The most important part will be es model.
This enables active model to talk to elasticsearch server.
We will only be covering this part today.
es model's core is to provide a proxy to bridge rails model and the server.
All the search related logic resides inside the proxy.
All search commands, go through the proxy
There are two different proxies,
one for the class level, and one for the instance level.
Instance level proxy is closely coupled with a single active record. For example it generate the data from the record for storage.
Class level proxy handles higher level commands, such as search or import.
On the official readme, you wil see
the most simple setup is to include the model module like this.
By doing so, we gain all the search functionalities.
after including
the __es__ methods will become available on both the class level and instance level.
The class level _es_ method, would return ClassMethodProxy
And instance level es method would return instanceMethodProxy
The proxy both points back to the source using the `target` method.
We call all search related functionalities through thess proxies
Here I'll use indexing as a exmaple to show how the gem works.
When an issue is created, what will happen behind the scenes?
Previously we included the `callback` module,
which will setup 3 after_commit callbacks
for create/udpate and delete
Since we are creating a record
the first callback is triggered. It calls the proxy's index_document method
The index_docoument will first prepare the data for indexing.
Here at point 1 we see it calls as indexed json method.
By default this method would serialize all the attributes.
Then a client is used to send this data to the server.
at this point, everything is done.
But someitmes we don't necessarily want every attribute
to be searchable.
We might only want to search title.
Here we can override the default by defining our own
as_indexed_json in our model.
Just return a hash of things we need indexed.
The method name __elasticsearch__ is very long.
Typing it all the time is tiresome.
es rails also provides convenience methods to bypass this.
A few of the the methods are delegated to the proxy objects.
So now we can just type book.search directly.
proxies are consisted of many modules. This means we can cherrypick only the things we need
Proxy itself uses a client to send http requests to the server.
By default, all proxies share the same client
which is just a Faraday client.
The client will have the information on
where it can find the server, such as the url or the port.
as a summary, the simple setup gives us two methods to access the proxy object,
and from there we can talk to the server.
In GitLab we use Elasticsearch in slightly different way.
Until last year, we had issues reindexing stuffs.
Everytime we reindex, it would take as long as a week to do.
During this time, search results will be incomplete.
yet we require re-indexing since we do change data schema from time to time.
so our goal was to allow zero downtime search
when data schema changes
The development path was decided to allow multiple versions of search code to co-exist at the same time.
and we determine which version to call at run time.
For example,
We used to put all snippet related search logic
in the snippet search module, which is included by Snippet model.
This is less flexible if we want to have mutiple versions.
On the other hand, using classes and objects is very suitable for this kind of task
To keep things dry
we also extract the common logic into a super class
we have a switchboard
which would redirect commands to the desired version
Recall earlier, in the simplest setup, `__es__` would take us from the record to the proxy.
Now we can have `__es__` take us to a switch board, which would then forward calls to the correct version class.
at the time I named the switchboard classes like this,
which is kind of wordy now
The name of the switchboards are
* `MultiVersionClassProxy`
* `MultiVersionInstanceProxy`
Not great names.

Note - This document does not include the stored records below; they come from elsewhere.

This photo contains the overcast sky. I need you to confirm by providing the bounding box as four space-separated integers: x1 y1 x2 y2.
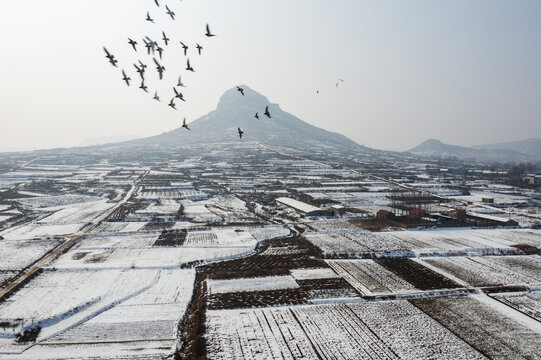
0 0 541 151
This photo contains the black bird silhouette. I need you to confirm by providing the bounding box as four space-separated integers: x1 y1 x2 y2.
143 39 154 55
182 118 191 130
177 75 186 87
168 98 177 110
180 41 188 56
103 46 118 67
145 11 154 24
186 59 195 72
173 86 186 101
145 36 158 55
139 80 148 92
152 58 165 80
122 69 131 86
162 31 170 46
165 5 175 20
128 38 137 51
205 24 216 37
133 64 145 80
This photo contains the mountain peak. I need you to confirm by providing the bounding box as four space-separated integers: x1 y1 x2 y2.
120 85 366 153
217 85 269 109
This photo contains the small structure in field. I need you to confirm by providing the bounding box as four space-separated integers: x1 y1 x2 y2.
376 209 396 220
276 197 329 216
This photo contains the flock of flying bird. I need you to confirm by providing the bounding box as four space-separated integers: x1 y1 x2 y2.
103 0 344 139
103 0 221 134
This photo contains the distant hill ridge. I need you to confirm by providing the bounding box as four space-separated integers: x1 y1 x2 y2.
407 139 541 162
123 85 369 151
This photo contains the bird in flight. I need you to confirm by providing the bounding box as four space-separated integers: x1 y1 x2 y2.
173 86 186 101
103 46 118 67
168 98 177 110
133 64 145 80
165 5 175 20
122 69 131 86
139 80 148 92
145 36 158 55
182 118 191 130
143 39 154 55
162 31 169 46
156 46 163 60
152 58 165 80
205 24 216 37
186 59 195 72
145 11 154 24
177 75 186 87
128 38 137 51
180 41 188 56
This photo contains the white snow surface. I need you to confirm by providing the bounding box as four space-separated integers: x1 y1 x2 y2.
207 275 299 294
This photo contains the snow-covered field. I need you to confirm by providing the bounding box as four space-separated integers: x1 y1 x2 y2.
206 301 484 359
0 269 195 357
208 275 299 294
304 228 541 257
327 260 415 295
49 247 253 269
422 256 541 286
491 291 541 323
0 240 62 270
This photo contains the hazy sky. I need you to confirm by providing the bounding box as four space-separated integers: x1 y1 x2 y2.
0 0 541 150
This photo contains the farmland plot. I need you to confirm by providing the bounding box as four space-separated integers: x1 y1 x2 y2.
340 300 484 359
77 234 158 251
184 229 257 247
208 275 299 294
304 232 414 258
49 247 253 269
491 291 541 322
0 240 62 270
206 308 318 360
41 200 115 224
308 220 362 233
327 260 415 295
411 295 541 359
0 270 158 340
0 222 85 240
249 226 291 241
206 301 483 360
423 256 541 286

I didn't have a good name when I wrote these.
總結一下,一開始我列出的表格,
每個格子可以用先前四個方法來表達
So how is the table represented in code?
The `generate_forwarding` class method is responsible
for setup method forwarding at boot time.

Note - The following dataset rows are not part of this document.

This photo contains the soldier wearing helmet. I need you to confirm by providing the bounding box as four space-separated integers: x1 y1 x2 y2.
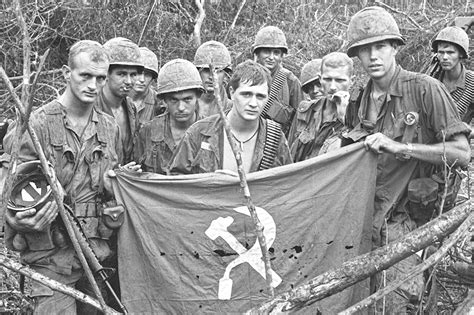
431 26 474 122
1 40 139 314
170 60 292 174
347 7 470 314
193 40 232 118
97 37 144 164
134 59 204 174
300 59 323 100
290 52 354 162
252 26 303 135
129 47 166 125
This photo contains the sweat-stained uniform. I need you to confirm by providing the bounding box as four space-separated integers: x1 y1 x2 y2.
262 65 304 134
5 101 122 314
290 97 345 162
170 115 292 174
347 66 470 313
134 113 197 174
96 90 139 165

let's look at the first step.
for each method in methods_for_all_write_targets
we call `forward_to_all_write_targets`
This would dynamically define a method,
to call each writing targets. (as indicated by the circle 2)
Lastly, we collect all the responses.
We return the unsuccessful one if it exists,
otherwise the call is considered successful
That's for write operations.
For read operations, we only need to forward that to one version which is in sync.
How do we determine which are read methods?
We first just take all the methods
filter out the write methods,
We also filter out the instance methods here.
lastly we filter out method missing.
the remaining methods are considered read methods,
and we call forward_read_method to each of them (see circle 3)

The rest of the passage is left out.